We have worked for more than a year with our architect
to produce a plan for developing our church and centre for more use
by people in the area. Now we want to move on to fund-raising,
having spent quite a lot so far on developing our plans, but we
think we are ready to move forward quite quickly.
ASSUMING that the bulk of your capital funding - and some, at
least, of the revenue funding for running your building - has to be
raised, you are probably looking at a large sum of money.
First, identify which, if any, of the big funders might be
interested in funding your project - either in part or fully.
Charitable trusts and foundations are a second stage, because they
will not be interested in, for example, contributing £20,000 or
less to a project that is aiming at £1 million, and has only ten
per cent of this in place; their money would sit idle in the bank
for too long while you raised the rest.
The rigorous questioning you will have to go through to get
large sums of money will help to ensure that your architectural
plans are based on real needs and demands; that your management
plan is robust for the long-term sustainability of the centre; and
that you are going to achieve your, and the funder's, targets.

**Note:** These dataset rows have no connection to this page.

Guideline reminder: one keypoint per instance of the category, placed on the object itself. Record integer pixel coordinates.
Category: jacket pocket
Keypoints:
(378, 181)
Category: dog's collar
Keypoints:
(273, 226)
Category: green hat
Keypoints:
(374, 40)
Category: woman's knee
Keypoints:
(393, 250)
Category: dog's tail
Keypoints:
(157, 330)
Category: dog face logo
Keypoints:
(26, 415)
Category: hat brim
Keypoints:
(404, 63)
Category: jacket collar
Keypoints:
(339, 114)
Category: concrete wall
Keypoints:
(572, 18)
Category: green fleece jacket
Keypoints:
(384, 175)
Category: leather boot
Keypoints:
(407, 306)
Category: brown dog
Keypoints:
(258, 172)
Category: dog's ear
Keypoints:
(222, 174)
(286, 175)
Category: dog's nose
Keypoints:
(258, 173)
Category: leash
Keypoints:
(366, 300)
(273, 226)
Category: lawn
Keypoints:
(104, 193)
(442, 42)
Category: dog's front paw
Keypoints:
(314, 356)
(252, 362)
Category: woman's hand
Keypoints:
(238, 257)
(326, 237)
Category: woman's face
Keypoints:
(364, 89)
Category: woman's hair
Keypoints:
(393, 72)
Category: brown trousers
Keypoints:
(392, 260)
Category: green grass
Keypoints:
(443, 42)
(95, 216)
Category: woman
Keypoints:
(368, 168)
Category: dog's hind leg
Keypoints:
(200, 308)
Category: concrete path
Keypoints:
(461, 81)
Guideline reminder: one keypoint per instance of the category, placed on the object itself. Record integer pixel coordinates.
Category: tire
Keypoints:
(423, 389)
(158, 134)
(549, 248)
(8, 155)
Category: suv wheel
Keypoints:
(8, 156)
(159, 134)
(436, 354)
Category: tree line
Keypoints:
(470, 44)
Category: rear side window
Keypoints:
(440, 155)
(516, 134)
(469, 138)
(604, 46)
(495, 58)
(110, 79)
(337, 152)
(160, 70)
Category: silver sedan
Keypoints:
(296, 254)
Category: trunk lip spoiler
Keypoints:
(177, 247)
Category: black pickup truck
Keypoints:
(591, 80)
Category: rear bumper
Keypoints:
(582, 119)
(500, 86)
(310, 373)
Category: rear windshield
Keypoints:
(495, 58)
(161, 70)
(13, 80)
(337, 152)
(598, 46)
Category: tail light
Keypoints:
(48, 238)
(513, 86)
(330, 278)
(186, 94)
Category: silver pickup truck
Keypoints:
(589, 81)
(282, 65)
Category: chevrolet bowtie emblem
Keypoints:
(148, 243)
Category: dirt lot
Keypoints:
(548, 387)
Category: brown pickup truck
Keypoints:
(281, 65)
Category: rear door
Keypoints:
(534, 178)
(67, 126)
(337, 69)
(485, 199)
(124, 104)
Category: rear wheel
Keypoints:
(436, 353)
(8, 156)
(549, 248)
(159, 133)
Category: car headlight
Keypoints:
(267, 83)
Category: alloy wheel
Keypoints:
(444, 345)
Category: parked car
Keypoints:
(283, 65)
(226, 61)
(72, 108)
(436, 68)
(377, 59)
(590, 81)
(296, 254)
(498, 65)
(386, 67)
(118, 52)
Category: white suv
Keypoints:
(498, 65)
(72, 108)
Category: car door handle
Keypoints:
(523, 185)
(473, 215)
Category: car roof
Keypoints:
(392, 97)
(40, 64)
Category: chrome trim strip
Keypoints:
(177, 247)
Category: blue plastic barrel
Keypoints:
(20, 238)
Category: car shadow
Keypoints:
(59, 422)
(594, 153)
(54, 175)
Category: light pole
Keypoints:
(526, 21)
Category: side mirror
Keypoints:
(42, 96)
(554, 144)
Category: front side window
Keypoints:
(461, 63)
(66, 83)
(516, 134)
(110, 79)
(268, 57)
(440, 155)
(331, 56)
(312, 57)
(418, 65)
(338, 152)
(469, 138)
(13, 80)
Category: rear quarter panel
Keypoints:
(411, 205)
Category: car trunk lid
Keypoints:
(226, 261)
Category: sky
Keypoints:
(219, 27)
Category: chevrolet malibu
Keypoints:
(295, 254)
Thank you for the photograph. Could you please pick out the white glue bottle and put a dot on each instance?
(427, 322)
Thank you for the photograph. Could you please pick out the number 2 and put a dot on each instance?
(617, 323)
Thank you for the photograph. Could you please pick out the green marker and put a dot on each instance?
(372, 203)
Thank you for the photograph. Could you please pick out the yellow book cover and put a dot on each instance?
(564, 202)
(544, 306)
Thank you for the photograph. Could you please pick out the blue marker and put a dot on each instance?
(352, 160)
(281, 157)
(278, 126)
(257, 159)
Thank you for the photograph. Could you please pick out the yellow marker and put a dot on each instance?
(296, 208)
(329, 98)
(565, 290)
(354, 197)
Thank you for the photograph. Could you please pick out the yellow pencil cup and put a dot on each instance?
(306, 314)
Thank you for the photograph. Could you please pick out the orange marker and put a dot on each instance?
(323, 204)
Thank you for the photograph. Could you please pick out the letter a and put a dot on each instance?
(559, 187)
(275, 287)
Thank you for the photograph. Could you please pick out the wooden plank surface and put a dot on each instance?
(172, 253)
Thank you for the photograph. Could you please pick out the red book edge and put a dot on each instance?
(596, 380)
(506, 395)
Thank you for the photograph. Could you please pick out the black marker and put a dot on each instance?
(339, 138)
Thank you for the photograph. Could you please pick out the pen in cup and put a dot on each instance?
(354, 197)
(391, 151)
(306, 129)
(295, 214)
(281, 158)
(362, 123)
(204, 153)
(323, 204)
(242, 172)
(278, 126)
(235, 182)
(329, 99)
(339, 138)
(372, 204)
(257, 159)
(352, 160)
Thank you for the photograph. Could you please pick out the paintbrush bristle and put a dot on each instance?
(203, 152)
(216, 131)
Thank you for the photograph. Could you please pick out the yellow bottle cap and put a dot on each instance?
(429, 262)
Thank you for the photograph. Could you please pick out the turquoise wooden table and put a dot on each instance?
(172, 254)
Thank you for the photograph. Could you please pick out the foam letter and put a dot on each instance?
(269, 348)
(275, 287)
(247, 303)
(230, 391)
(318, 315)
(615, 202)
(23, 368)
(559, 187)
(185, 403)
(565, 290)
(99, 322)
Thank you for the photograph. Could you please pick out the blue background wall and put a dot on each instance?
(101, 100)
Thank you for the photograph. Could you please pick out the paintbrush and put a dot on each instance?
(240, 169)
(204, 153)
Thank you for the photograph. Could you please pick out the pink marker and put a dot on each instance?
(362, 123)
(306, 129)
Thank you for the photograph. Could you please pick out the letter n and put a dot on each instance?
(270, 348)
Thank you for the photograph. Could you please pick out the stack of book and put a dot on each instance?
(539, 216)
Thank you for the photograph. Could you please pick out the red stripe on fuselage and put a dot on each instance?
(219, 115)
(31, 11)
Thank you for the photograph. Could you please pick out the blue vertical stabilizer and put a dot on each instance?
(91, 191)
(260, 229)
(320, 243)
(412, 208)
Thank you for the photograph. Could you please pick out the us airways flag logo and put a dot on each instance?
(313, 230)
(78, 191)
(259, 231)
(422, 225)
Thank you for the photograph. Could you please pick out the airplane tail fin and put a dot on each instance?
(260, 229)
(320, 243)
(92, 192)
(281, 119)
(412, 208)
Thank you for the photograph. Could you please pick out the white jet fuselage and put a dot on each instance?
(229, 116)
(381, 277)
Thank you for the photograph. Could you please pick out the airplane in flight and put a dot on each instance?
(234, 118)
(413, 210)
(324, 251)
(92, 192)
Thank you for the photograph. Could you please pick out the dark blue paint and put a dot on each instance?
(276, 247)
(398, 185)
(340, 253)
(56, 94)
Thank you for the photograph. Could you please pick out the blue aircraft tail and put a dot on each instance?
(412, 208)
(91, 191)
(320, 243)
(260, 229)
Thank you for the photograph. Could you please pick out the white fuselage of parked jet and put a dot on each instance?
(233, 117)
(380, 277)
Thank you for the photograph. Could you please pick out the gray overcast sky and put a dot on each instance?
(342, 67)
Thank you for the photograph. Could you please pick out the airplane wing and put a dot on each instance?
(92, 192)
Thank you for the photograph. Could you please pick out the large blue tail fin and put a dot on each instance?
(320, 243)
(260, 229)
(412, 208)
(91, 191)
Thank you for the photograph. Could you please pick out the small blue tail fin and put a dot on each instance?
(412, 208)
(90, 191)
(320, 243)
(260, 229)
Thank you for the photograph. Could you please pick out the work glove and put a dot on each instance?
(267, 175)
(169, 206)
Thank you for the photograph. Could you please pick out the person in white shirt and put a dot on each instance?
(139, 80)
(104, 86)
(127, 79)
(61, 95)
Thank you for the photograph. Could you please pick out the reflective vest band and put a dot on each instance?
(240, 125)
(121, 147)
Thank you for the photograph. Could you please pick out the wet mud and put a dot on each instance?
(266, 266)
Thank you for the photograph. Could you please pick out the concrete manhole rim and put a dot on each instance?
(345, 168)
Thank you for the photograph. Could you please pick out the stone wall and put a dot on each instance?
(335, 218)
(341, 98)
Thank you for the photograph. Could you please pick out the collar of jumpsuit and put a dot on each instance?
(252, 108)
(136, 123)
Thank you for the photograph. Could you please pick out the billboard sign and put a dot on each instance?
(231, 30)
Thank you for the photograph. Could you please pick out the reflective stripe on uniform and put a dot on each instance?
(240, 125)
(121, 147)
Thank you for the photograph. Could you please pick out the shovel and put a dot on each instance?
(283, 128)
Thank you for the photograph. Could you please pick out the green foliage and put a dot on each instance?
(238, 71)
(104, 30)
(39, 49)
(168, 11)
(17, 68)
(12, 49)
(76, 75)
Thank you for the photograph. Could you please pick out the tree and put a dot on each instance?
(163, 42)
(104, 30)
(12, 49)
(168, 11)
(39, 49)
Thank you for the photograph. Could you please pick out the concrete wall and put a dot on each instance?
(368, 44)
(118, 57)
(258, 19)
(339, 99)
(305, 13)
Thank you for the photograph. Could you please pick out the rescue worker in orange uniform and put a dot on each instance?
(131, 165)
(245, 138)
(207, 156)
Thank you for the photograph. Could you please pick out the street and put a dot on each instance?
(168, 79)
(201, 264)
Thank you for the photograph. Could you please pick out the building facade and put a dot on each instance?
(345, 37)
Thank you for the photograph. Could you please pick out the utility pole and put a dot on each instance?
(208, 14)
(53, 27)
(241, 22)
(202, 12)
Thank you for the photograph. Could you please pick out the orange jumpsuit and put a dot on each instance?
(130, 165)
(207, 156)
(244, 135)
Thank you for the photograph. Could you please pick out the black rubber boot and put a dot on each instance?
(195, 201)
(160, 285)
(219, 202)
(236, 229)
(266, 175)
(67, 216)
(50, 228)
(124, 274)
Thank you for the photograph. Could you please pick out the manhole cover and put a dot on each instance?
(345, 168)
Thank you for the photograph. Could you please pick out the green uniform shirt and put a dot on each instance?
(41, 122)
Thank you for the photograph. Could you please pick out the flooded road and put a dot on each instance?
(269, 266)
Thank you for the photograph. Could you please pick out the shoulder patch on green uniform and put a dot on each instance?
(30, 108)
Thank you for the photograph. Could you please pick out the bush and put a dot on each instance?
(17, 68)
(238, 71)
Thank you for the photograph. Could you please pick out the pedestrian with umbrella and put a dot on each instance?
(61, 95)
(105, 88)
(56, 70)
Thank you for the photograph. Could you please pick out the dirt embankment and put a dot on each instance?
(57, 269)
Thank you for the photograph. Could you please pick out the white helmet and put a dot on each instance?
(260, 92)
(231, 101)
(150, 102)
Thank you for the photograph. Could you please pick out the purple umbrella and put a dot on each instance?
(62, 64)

There are fewer big funders than there used to be. The Big
Lottery has a Reaching Communities fund that can cover buildings;
the Heritage Lottery Fund may fund even larger sums for building
works where the resultant community activity has a heritage agenda;
and Landfill Community Funds may cover churches and community
buildings, although they have less money than the Lottery sources.
European Funding is being relaunched with new funding streams; some
of them may apply to you. Local-regeneration funding may be
helpful, although it is less abundant now than it was ten years
ago.
All large funds should be seen as investments, and the decision
whether you receive a grant offer takes into account the return on
the investment. That is not a financial return, but the benefits in
local lives - the benefits that you and your funder want to
see.
Local demographics will give only an impression of need, as
sources such as the neighbourhood-statistics website lists only
need, not existing local provision; there may be many children in
your neighbourhood, but there may already be programmes for
them.
It is important to consult local organisations, professionals,
and the people in need of the activity to ensure that you will have
a sustainable and well-attended activity. A homeless project in a
town that has only tens of homeless people is unlikely to attract
enough users, unless you have actual evidence from your recorded
experience, local agencies, and homeless people that your project
is exactly what they need.
Too often, church projects present a high-quality building with
excellent facilities without proof that those excellent facilities
will quickly be used to their full extent. The initial concept may
be based on perceptions of local needs, but the time- and
attention-consuming process of planning building construction
nearly always overwhelms parallel development of programme- and
activity-planning.
A Statement of Need scratches the surface of this issue, and
should lead to a thorough audit, and business and management plans.
Your funders will expect these last items, and much more.